Tesco Media and Insight Platform's Uche Ofili explores how retail media inspires and sharpens marketing plans with precise targeting, as well as conversions offering brands versatile marketing solutions
With some media formats, it’s easy to understand the role that they play. If you’re looking to raise awareness – and aren’t too concerned about being able to track the exact impact on sales – then out-of-home or cinema advertising might be a suitable choice. If you’re more invested in sales conversions on the other hand, then display ads will probably feature fairly prominently in your strategy.
With retail media, any attempt to pin down the exact role that it plays can be significantly more difficult. Vitally, that’s not because there’s some fundamental flaw in the proposition, or any kind of fuzziness around what it can do, either. Instead, it’s because retail media can cover so much ground that there’s no easy way to package it up without missing something out.
Part of the problem here is that retail media works across the whole of the marketing funnel. Would you like to engage with millions of prospective customers when they go online to browse a digital store? Retail media can help you do that. Would you like to send a tailored discount code to the 5,000 people who viewed your product but didn’t add it to their basket? Retail media can help you do that too.
None of that means that retail media can’t be defined of course, and from our perspective here at Tesco Media and Insight Platform, we believe that it plays a role in three important areas:
- Retail media gives brands the ability to inspire and drive cut-through with customers
- It can be used to sharpen up media plans, with precise audience targeting
- And it can also be used to convert key customers, driving growth in the process
Let’s take a look at each of those three in detail, and how they help to explain more about the role that retail media plays today.
1. Inspire
Inspiration is critical to consumer brands, particularly right now. Sleep shopping – where people buy the same products and labels week in, week out – is commonplace. Consumer finances are under pressure, and the temptation to opt for cheaper alternatives is always there. In this kind of environment, the ability to stand out and capture people’s imagination is essential.
Retail media provides brands with the creative canvas they need to do just that. It could be sponsored media on an e-commerce site. It could be personalised coupons printed off at the checkout. Or it could be a network of connected screens displaying animated content. Across a variety of formats, retail media offers a way to break through the routine and prompt shoppers to take action.
2. Sharpen
Advertising dog food to cat owners. Promoting dishwasher tablets to people who don’t own a dishwasher. Selling a new beer to shoppers who don’t drink. When ads are targeted at the wrong audiences, they’re little more than money wasted – and that’s a problem that no brand can afford. To prevent that from happening, media plans need to be sharp and precise, reaching more of the “right” audiences.

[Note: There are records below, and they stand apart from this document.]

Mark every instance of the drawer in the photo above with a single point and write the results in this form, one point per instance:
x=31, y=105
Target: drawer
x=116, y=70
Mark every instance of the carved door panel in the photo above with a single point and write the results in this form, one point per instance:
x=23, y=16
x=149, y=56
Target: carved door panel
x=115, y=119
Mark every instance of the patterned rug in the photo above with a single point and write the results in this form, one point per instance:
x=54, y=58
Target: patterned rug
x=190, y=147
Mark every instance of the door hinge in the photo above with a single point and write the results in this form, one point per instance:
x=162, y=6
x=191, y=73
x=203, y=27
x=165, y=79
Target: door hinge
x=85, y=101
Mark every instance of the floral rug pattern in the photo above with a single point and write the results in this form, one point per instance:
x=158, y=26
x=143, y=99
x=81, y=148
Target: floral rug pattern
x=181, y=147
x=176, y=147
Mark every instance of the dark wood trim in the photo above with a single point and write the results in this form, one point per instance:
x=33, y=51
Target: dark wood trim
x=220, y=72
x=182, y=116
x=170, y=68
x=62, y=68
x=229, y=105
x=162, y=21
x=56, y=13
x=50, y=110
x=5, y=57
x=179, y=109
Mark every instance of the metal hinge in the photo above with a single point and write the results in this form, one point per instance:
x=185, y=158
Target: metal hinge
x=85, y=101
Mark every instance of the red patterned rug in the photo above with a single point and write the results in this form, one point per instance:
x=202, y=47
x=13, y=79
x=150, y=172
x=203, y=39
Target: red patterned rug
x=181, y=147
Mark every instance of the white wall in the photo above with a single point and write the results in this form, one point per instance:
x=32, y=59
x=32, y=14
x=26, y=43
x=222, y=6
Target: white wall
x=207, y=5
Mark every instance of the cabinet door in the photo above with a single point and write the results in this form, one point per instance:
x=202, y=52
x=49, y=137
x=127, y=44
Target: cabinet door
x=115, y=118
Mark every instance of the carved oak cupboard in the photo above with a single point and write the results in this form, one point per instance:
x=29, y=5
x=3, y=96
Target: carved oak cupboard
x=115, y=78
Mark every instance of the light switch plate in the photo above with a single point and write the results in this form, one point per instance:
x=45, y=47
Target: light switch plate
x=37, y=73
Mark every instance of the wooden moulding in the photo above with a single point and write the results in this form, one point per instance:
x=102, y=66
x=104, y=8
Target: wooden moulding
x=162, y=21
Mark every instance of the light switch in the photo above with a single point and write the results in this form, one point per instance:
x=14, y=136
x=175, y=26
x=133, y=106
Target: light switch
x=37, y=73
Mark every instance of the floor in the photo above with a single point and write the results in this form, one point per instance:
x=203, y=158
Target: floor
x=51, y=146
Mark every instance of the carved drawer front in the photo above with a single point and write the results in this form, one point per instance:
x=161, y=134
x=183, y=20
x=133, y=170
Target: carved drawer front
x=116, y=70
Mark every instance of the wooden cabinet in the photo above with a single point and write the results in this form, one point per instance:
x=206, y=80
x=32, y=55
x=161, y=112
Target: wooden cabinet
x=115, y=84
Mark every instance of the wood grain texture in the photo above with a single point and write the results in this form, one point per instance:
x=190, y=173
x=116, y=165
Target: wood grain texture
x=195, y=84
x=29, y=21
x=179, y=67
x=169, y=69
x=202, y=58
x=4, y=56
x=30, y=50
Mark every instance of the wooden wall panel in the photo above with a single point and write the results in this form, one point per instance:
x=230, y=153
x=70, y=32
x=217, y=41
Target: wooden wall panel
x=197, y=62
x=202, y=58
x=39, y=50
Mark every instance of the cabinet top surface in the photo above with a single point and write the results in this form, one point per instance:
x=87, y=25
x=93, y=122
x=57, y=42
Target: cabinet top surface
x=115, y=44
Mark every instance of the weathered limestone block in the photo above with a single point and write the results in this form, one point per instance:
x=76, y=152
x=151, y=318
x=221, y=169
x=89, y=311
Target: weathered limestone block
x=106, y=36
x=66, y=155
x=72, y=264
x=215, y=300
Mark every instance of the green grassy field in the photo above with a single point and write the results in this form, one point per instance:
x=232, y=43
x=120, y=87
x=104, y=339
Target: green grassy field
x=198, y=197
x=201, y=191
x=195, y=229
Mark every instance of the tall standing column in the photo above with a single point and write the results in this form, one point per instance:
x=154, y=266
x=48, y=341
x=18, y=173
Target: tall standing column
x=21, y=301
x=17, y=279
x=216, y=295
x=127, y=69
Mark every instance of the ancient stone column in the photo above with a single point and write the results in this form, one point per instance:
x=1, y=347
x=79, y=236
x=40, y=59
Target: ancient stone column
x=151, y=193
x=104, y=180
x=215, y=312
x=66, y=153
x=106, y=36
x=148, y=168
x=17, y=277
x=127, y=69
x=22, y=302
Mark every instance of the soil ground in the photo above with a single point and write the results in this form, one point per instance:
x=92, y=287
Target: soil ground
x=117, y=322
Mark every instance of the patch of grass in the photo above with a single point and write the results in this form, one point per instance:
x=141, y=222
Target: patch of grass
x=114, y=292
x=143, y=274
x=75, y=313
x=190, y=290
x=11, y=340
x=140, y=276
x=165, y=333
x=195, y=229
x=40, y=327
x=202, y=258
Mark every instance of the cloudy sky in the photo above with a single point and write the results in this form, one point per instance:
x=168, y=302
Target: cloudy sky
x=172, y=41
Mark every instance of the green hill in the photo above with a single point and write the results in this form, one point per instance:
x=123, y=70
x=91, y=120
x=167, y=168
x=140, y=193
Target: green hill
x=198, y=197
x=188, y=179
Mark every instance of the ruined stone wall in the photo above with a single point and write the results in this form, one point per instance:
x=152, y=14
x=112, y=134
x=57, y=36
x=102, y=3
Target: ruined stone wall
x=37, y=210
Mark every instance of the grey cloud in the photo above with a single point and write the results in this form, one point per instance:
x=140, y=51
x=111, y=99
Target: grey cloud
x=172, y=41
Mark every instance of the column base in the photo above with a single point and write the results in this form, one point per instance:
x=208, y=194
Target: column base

One of the key advantages offered by retail media is that it provides access to first-party retailer data – data that can then be used to reach very specific groups of customers. That can be as simple as using identifiers like demographics, but advanced data science can also enable behavioural and predictive targeting, providing opportunities to engage based on past and (likely) future behaviours.
3. Convert
To grow, brands need to persuade prospective customers to buy their products and convince lapsed customers to return. For performance marketing to be truly effective, though, it requires a combination of scale, pinpoint targeting, and reliable measurement – and that’s something that an increasingly small number of formats are able to offer.

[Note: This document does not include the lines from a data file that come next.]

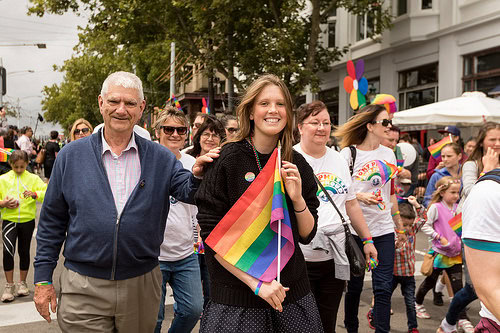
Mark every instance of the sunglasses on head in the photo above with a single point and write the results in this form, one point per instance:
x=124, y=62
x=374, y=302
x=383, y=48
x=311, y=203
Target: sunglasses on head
x=83, y=130
x=384, y=122
x=169, y=130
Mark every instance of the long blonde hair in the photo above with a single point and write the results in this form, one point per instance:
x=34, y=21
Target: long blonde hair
x=76, y=123
x=441, y=186
x=245, y=107
x=355, y=130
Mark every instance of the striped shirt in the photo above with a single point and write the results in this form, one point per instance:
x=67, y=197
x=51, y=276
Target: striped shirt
x=404, y=257
x=123, y=170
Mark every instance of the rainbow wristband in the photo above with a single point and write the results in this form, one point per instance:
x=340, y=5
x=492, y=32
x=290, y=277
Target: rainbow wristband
x=258, y=288
x=45, y=283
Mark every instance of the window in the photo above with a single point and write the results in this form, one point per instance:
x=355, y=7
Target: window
x=418, y=86
x=332, y=23
x=402, y=7
x=482, y=71
x=426, y=4
x=331, y=99
x=331, y=33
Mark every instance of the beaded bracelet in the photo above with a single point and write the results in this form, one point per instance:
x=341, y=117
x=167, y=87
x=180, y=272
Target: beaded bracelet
x=258, y=288
x=300, y=211
x=45, y=283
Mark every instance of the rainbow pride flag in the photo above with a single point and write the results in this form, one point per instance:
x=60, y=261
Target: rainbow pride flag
x=247, y=236
x=382, y=170
x=456, y=224
x=435, y=149
x=5, y=154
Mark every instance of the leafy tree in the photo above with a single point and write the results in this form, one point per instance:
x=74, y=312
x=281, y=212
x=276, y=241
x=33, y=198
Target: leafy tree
x=259, y=36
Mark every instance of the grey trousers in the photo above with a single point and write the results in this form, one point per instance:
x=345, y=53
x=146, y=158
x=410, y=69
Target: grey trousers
x=88, y=304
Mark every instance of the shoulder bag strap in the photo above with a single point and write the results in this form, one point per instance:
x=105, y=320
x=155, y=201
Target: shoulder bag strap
x=353, y=159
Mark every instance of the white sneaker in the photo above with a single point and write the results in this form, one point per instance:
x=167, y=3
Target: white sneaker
x=8, y=292
x=22, y=289
x=466, y=326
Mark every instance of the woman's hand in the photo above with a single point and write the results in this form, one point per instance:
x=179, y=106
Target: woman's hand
x=273, y=293
x=292, y=181
x=367, y=198
x=370, y=252
x=490, y=160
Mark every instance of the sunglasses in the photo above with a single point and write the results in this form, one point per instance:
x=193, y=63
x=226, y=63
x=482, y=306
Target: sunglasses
x=83, y=130
x=384, y=122
x=169, y=130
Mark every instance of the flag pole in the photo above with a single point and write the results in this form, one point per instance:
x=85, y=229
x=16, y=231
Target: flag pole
x=278, y=277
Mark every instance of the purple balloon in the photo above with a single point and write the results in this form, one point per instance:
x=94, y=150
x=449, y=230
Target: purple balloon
x=363, y=85
x=360, y=69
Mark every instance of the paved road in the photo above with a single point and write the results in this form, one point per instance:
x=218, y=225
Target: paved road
x=21, y=315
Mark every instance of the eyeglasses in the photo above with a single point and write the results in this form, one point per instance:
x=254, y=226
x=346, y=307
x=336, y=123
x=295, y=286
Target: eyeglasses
x=232, y=129
x=318, y=124
x=212, y=136
x=83, y=130
x=169, y=130
x=384, y=122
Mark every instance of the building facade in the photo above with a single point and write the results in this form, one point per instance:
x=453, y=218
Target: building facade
x=435, y=50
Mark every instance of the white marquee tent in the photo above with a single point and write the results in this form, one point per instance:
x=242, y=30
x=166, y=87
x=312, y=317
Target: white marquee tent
x=472, y=108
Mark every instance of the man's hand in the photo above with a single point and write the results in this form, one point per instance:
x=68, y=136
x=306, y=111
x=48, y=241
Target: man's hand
x=201, y=161
x=45, y=296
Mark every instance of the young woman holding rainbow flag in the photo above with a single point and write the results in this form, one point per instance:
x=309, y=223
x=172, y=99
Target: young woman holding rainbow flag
x=243, y=201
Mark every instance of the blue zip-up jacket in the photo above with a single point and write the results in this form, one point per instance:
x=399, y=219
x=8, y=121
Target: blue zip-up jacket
x=431, y=186
x=79, y=210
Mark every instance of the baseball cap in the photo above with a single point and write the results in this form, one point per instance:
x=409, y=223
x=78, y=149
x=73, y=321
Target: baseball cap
x=453, y=130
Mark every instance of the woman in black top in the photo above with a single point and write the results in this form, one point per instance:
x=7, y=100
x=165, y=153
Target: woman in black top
x=51, y=150
x=240, y=302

Retail media is one of them. Many retailers now offer a range of performance marketing products, display and sponsorship formats working in tandem with branded ads and digital coupons. In combination with the targeting approaches outlined above, that makes it easier than ever for brands to engage with customers based on their specific actions and needs.
As useful at driving sales as it is for driving awareness, and inherently precise and measurable at the same time, perhaps there’s a better way to think about retail media than asking what role it performs. Instead, ask what it is that you want to achieve; chances are, retail media can help you do it.